Heart attack, kidney failure, stroke. These are just a few of the life-threatening complications that patients are at risk for following surgery. Now Jefferson researchers have developed an easy-to-use, web-based tool that predicts the risk of post-surgical complications such as kidney failure and stroke. The model may help medical professionals put preventive measures in place before the need for emergency intervention.
“We need to be able to assess the risk of life-threatening, post-surgical complications so we can then come up with individualized ways to reduce those complications,” says Sang Woo, MD, a clinical associate professor of medicine at Thomas Jefferson University who led the new research.
The need for better predictive risk models became clear to Dr. Woo after a patient suffered kidney failure following surgery and required medical intervention like dialysis. Another patient suffered a stroke following surgery to treat a fractured hip and suddenly needed emergency brain surgery.
“Seeing how much suffering those patients had gone through, I wanted to figure out what we could have done differently to prevent these life-threatening complications,” Dr. Woo says.
Risk calculators that doctors currently rely on mainly assess for cardiac risks, such as heart attack or cardiac arrest. They do not provide risk assessment of other major complications like stroke, and doctors have not really paid much attention to risk assessment for kidney failure, Dr. Woo says.
“We wanted to assist doctors to be able to assess the risk of stroke, in addition to traditional risks,” he says.
To develop a predictive model that was accurate and easy for clinicians to use, Dr. Woo drew on expertise in analyzing big data sets and machine learning, and collaborated with a multidisciplinary Jefferson research team including a surgeon, cardiologist, nephrologists and hospitalists.
“Often times we do the research and publish a research paper that is too complex to translate to the bedside,” Dr. Woo says. “My goal from the beginning was to come up with a new model that is very practical and useful and that can be incorporated into routine patient care.”
Now, in two recent studies, Dr. Woo and colleagues show that the model effectively predicts the risk of life-threatening, post-surgical complications.
In a study published online December 29, 2020 in the research journal Kidney360, Dr. Woo and colleagues developed a model to assess a patient’s risk of developing acute kidney injury (AKI) following surgery. AKI is a serious medical issue. More than a third of patients that required dialysis following cardiac surgery died for example.
“Identifying patients at high risk for AKI and implementing preventive measures may lower that mortality risk,” Dr. Woo says.

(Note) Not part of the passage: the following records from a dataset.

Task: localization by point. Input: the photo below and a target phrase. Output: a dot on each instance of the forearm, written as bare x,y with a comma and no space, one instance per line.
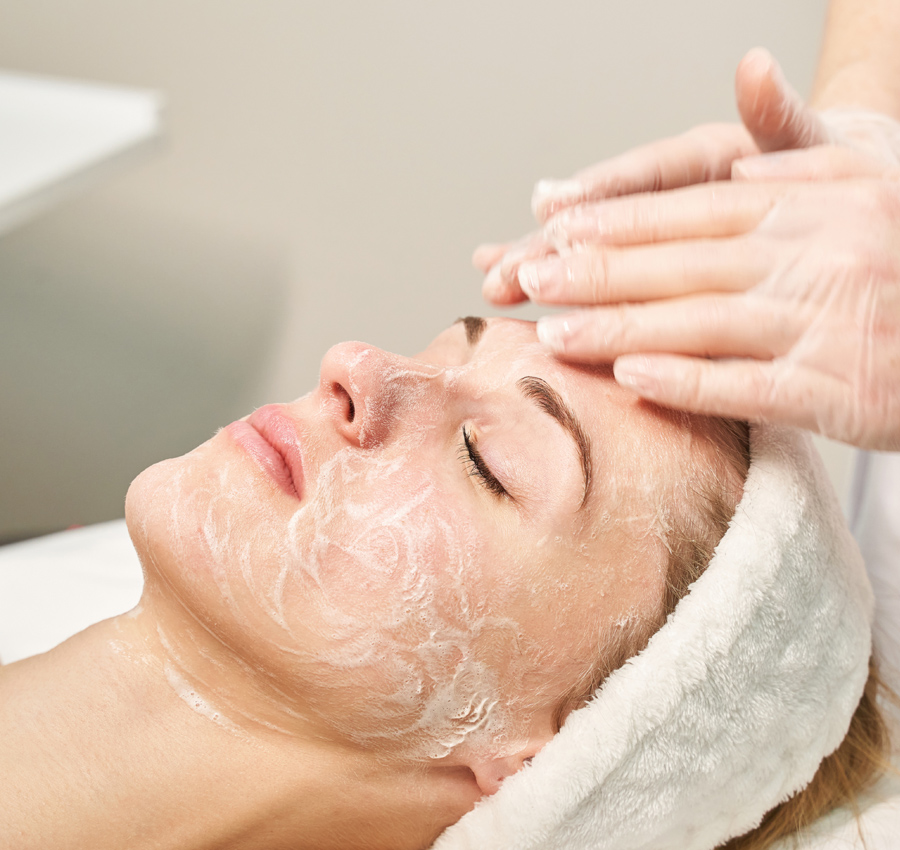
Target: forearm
860,61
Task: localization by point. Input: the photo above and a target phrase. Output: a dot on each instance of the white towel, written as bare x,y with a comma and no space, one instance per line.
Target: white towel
733,704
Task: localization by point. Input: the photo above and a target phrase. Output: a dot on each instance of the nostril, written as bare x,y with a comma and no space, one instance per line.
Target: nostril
344,396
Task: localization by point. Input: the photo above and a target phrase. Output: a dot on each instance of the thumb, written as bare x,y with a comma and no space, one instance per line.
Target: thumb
771,110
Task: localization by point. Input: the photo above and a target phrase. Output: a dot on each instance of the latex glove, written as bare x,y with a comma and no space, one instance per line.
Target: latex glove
775,117
793,287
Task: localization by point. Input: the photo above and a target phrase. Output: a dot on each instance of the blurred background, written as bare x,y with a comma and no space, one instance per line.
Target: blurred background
326,171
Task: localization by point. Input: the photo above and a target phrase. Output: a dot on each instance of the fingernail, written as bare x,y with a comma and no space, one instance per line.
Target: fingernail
578,226
542,278
510,263
756,167
556,331
493,281
637,373
555,193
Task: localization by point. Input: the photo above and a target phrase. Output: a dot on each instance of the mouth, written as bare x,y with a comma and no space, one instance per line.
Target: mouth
270,437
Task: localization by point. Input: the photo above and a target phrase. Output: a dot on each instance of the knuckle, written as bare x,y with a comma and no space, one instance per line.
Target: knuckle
599,288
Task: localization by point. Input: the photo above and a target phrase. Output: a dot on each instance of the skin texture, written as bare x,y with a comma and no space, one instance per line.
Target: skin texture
399,603
355,661
672,278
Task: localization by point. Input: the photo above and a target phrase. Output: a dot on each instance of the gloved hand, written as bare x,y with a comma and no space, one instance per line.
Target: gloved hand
797,297
775,118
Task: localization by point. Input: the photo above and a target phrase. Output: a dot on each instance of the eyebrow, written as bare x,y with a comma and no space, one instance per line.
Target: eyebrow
474,326
550,401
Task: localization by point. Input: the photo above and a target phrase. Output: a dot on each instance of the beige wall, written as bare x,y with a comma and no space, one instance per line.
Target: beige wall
330,167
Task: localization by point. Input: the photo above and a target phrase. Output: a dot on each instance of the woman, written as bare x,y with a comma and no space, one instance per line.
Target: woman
365,610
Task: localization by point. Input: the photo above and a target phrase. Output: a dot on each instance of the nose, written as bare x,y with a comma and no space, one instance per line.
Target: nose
367,391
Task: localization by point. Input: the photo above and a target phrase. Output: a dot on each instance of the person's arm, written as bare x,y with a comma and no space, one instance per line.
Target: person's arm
774,297
859,66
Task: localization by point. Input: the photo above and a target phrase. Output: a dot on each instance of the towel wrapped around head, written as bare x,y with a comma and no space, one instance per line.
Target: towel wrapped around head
733,704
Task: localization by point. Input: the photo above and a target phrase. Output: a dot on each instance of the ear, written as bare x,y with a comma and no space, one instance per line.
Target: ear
490,773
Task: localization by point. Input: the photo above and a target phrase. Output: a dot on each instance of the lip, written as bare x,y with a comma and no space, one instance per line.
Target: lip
270,437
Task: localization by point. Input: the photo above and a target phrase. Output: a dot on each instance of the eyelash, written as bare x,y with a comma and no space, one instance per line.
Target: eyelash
474,462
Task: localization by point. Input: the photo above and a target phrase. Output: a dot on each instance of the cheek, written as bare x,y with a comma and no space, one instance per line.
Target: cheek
368,605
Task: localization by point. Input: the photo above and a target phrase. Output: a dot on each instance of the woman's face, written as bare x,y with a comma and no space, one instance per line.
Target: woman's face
423,555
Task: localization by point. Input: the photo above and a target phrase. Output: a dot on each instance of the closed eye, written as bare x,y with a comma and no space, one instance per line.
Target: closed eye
474,462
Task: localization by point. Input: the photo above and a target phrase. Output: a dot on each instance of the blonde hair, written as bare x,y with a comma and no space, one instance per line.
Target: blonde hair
697,518
864,753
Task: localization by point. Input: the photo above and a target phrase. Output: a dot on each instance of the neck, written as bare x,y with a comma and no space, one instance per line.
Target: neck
100,750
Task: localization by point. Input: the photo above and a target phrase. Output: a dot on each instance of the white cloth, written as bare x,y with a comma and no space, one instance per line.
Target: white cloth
55,586
734,702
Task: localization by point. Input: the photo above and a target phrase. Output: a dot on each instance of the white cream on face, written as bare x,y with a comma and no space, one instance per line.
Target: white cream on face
369,607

He and colleagues analyzed data from more than 2.2 million surgical patients, of whom about 7,000 developed AKI requiring dialysis. The analysis revealed that patients who required dialysis were older and more likely to have congestive heart failure and diabetes.
The researchers then trained the model with data from over 1.4 million patients using these and eight other predictors before testing it out on data from another set of more than 800,000 surgical patients. The model accurately predicted which patients would develop AKI.

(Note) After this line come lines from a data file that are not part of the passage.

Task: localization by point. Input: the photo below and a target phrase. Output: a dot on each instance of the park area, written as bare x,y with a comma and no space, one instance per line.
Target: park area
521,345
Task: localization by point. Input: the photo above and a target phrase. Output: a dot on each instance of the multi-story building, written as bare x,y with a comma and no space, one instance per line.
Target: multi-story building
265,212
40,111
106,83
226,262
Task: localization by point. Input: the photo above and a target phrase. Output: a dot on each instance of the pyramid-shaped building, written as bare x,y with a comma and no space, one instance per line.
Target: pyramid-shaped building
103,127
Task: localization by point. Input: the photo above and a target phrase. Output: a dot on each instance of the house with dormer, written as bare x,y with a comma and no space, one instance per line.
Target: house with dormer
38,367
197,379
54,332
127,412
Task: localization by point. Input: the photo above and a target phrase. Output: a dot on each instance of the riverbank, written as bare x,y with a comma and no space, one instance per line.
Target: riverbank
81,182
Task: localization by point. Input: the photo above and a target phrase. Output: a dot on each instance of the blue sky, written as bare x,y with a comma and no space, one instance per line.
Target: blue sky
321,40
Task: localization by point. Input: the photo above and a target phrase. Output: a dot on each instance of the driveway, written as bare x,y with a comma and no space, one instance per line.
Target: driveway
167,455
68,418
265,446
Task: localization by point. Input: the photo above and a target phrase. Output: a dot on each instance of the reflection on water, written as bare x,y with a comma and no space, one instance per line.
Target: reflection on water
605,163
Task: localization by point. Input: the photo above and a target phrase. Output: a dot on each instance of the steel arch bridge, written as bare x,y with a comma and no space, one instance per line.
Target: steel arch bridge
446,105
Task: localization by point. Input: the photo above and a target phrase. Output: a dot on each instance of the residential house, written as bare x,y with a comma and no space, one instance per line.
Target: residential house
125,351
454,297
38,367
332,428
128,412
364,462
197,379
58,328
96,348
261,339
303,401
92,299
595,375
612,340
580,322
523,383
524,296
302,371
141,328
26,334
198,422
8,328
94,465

In a second study published online in the Journal of the American Heart Association on January 30, 2021, Dr. Woo and colleagues used the model to predict the risk of stroke, cardiac event or death within 30 days after surgery.
For this version of the model, the researchers analyzed data from more than 1.1 million surgical patients. They used predictors such as age, history of stroke, type of surgery and other health factors that could be measured prior to surgery to build the model.
They found that the model predicted which patients would suffer a stroke, cardiac event or die within 30 days of surgery with high accuracy. The predictive power of the model was outstanding, with area under the curve (AUC)—a standard way of evaluating a model’s performance—measuring 0.87 for stroke and 0.92 for mortality. The model also predicts cardiac risk (AUC 0.87) similar to or better than widely used cardiac risk models.
As a web-based tool, the model is also easy to use. Doctors conducting pre-surgery assessments can use the tool at the patient’s bedside.
The new risk assessment models will benefit clinicians and patients. With the models, clinicians will be able to inform surgeons of the risks and better counsel patients, both of which will translate to improving patient care.